Re: WAL accumulating, Logical Replication pg 13 - Mailing list pgsql-general

From Willy-Bas Loos
Subject Re: WAL accumulating, Logical Replication pg 13
Date
Msg-id CAHnozTgA6oztDwcQsr0nREOBNFKF4f6Gouja7pAYpXn158mC4Q@mail.gmail.com
Whole thread Raw
In response to Re: WAL accumulating, Logical Replication pg 13  (Tomas Pospisek <tpo2@sourcepole.ch>)
Responses Re: WAL accumulating, Logical Replication pg 13  (Willy-Bas Loos <willybas@gmail.com>)
List pgsql-general
Hi, I was going to follow up on this one, sorry for the long silence.
The replication is working fine now, and I have no idea what the problem was.
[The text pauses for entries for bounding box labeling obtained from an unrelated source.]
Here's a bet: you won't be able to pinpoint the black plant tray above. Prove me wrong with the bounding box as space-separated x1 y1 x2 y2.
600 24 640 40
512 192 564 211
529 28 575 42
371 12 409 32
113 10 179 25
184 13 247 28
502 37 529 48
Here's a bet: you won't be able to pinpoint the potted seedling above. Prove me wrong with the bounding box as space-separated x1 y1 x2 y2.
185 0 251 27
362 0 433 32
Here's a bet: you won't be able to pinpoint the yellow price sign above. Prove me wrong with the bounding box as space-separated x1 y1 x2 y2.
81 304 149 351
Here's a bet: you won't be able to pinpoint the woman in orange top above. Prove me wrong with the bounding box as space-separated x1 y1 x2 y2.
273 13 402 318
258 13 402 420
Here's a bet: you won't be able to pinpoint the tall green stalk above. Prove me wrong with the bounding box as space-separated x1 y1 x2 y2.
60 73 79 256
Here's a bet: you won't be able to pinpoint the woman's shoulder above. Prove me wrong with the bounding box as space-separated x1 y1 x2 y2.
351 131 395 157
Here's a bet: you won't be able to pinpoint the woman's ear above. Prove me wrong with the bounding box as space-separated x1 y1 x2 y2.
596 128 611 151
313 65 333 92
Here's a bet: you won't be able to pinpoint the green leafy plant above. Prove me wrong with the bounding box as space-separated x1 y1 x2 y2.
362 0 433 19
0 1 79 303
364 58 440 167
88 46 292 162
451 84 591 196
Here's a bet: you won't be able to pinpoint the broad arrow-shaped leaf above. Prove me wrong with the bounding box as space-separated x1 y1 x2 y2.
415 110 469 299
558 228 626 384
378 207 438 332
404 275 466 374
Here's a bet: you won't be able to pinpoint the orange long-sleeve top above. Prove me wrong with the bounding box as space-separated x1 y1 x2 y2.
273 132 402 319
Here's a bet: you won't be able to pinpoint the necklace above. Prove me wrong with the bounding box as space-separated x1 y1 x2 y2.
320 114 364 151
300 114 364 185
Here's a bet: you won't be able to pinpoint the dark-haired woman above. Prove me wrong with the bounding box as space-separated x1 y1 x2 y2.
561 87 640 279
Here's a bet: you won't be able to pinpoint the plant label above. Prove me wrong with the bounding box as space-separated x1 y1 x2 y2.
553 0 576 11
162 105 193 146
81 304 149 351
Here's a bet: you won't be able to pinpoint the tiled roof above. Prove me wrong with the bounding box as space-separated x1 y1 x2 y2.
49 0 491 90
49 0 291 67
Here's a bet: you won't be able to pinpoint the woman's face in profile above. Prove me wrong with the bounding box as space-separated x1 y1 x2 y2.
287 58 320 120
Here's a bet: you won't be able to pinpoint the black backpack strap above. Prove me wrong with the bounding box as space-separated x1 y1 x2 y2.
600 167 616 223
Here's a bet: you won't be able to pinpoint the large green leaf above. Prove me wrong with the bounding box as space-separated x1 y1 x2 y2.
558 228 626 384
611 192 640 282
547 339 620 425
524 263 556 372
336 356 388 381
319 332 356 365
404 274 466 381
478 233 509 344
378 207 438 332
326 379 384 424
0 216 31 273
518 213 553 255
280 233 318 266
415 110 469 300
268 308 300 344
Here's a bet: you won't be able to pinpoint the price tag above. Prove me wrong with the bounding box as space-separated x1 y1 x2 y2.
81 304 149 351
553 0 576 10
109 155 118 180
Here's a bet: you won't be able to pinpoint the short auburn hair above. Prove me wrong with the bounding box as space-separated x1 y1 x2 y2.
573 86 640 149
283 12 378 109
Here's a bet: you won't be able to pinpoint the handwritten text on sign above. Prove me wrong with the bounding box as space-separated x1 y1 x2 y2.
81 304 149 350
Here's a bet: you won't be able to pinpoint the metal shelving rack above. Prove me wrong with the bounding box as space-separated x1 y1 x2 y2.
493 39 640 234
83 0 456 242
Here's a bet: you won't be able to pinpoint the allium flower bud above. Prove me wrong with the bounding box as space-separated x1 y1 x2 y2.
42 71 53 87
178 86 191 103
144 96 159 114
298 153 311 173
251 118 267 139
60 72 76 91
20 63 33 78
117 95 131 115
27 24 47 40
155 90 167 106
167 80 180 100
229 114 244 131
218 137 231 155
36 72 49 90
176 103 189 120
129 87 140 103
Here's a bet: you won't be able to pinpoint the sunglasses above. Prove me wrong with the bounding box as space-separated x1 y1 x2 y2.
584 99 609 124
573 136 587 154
Not cool.
If I find out, I will let you know.

On Mon, May 31, 2021 at 6:06 PM Tomas Pospisek <tpo2@sourcepole.ch> wrote:
Hi Willy-Bas Loos,

On 31.05.21 17:32, Willy-Bas Loos wrote:
>
>
> On Mon, May 31, 2021 at 4:24 PM Vijaykumar Jain
> <vijaykumarjain.github@gmail.com
> <mailto:vijaykumarjain.github@gmail.com>> wrote:
>
>     So I got it all wrong it seems :)
>
> Thank you for taking the time to help me!
>
>     You upgraded to pg13 fine? , but while on pg13 you have issues with
>     logical replication ?
>
> Yes, the upgrade went fine. So here are some details:
> I already had londiste running on postgres 9.3, but londiste wouldn't
> run on Debian 10
> So i first made the new server Debian 9 with postgres 9.6 and i started
> replicating with londiste from 9.3 to 9.6
> When all was ready, i stopped the replication to the 9.6 server and
> deleted all londiste & pgq content with drop schema cascade.
> Then I upgraded the server to Debian  10. Then i user pg_upgrade to
> upgrade from postgres 9.6 to 13. (PostGIS versions were kept compatible).
> Then I added logical replication and a third server as a subscriber.
>
> I was going to write that replication is working fine (since the table
> contains a lot of data and there are no conflicts in the log), but it
> turns out that it isn't.
> The subscriber is behind and It looks like there hasn't been any
> incoming data after the initial data synchronization.
> So at least now i know that the WAL is being retained with a reason. The
> connection is working properly (via psql anyway)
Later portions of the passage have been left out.